Hillary Clinton opened the first presidential debate by addressing one of the prominent issues in this election, income inequality. She proposed: “First we have to build an economy that works for everyone…That starts with raising the national minimum wage.” However, when it comes to increasing the current federal minimum wage of $7.25 an hour, there is still sharp debate over what the real effects would be. Proponents say a higher minimum wage would lift people out of poverty while the opposition reports that it would negatively affect the economy by resulting in fewer jobs for workers. However, opponents often fail to consider the compounding, long-term effects poverty has on communities and their citizens.
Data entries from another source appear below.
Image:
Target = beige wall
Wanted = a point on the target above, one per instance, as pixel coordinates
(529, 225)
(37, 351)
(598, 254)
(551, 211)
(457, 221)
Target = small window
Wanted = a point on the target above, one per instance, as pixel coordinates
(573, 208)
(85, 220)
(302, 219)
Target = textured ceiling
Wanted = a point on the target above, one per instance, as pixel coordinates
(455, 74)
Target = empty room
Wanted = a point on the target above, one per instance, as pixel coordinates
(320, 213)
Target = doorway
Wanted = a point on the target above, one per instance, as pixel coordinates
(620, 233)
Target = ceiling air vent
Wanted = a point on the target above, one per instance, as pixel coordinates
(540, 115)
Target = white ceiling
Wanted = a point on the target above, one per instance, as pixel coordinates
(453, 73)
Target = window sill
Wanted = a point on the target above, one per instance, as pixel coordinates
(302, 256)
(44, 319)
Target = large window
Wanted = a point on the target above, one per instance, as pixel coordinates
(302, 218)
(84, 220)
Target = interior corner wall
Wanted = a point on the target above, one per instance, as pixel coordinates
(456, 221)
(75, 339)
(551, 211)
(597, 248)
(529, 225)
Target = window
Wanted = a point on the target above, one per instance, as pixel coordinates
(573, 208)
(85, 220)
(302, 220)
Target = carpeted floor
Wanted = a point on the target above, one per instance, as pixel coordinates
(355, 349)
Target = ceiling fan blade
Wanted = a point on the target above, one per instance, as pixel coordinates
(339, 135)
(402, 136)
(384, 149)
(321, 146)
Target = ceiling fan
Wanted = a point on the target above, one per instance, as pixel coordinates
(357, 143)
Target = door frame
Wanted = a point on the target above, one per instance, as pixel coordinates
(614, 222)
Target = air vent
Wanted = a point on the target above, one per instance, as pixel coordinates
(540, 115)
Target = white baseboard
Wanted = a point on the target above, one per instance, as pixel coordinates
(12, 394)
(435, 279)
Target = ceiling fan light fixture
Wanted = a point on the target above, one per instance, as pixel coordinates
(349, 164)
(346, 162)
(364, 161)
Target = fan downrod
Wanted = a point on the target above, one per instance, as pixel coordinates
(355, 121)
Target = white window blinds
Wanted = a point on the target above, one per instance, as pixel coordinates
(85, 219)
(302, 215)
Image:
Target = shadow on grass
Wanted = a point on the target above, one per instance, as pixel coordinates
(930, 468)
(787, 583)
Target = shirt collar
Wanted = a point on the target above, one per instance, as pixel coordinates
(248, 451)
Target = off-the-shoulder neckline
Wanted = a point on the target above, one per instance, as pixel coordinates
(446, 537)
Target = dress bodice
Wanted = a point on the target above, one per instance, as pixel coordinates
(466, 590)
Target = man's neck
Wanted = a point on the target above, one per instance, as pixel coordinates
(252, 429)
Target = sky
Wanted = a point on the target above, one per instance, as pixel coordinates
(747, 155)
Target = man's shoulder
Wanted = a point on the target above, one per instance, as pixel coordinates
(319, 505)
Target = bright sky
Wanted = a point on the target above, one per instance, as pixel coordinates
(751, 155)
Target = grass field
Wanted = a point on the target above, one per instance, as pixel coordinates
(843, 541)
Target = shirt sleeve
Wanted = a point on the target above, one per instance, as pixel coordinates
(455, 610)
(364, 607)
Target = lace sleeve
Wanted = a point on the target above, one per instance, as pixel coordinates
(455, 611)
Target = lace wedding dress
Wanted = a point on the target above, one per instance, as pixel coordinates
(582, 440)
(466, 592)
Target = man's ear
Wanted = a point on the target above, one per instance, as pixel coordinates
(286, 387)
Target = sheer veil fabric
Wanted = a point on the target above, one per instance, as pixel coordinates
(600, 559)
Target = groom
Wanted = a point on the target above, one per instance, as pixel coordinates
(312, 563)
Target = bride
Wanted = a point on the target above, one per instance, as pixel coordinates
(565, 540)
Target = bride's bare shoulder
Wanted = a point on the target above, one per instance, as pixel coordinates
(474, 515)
Take Nicole Malone, for example, a 28 year old single mother of two who works 40 hours a week at a fast food restaurant in Atlanta earning $7.75 an hour. On her current salary, she cannot afford basic needs for her and her family. She relies on food stamps to feed her children and a government subsidy for her apartment. Like Nicole, a majority of low wage workers are older than 25 and rely on public assistance in order to live. Even more alarming is that 28% of these workers support children on low wages. According to the Economic Policy Institute, the median income a two-parent, two-child family in the U.S. would need to earn is approximately $31 an hour. Even if both parents work and earn the current federal minimum wage, they would still make less than 25 percent of what is needed to afford basic living expenses. As a result, their children do not have access to necessities like the nutrition they need for healthy development which in turn affects their ability to learn and sets them behind their peers from an early age.
While an estimated 30 million workers struggle everyday to make ends meet, CEOs in the largest low wage industries (i.e. fast food, retail and leisure and hospitality) earn up to 1,000 times what their typical workers are paid, which equates to about $156 million per year. In fact, wages for workers have remained relatively stagnant over the past four decades while CEO pay has increased by nearly 1,000 percent. This means that corporate profit earnings are being distributed grossly disproportionately, and the workers who are integral in making businesses profitable are being prohibited from sharing in the profits.
Since the minimum wage has not increased in over seven years and worker pay has remained stagnant, low wage companies have shown that they will pay their employees the minimum of what is legally necessary rather than what is adequate and ethical. This makes the minimum wage law an essential component in protecting exploited workers while also combating poverty. Nonetheless, because it has failed to keep up with the cost of living, millions of vulnerable men, women and children will remain poor, and poverty has costly socio-economic implications on society as a whole in the form increased medical costs, higher crime rates and incarceration levels, greater police and court expenses, homelessness and emergency shelter expenses.
The burden that this extreme level of inequality places on middle-class taxpayers, in particular, is often left out of the debate over minimum wage. When profitable corporations are not tasked with paying their employees adequately, taxpayers pick up the tab. Low wage work is estimated to cost public assistance programs $152.8 billion per year. Meanwhile, when corporations are tasked with providing their employees with adequate pay, historically this has shown to have very little effect on a company’s bottom line because businesses absorb these costs through higher productivity, lower turnover, wage reductions of higher earners and small price increases.
This is why increasing the minimum wage is perhaps the most economically efficient and equitable way to lift 10 percent of the U.S. population from the brink of poverty while also addressing growing income inequality in the U.S. Find out which of your leaders on the ballot support a living wage, a policy that would have vast benefits across the country and minimal costs, and vote for them this November.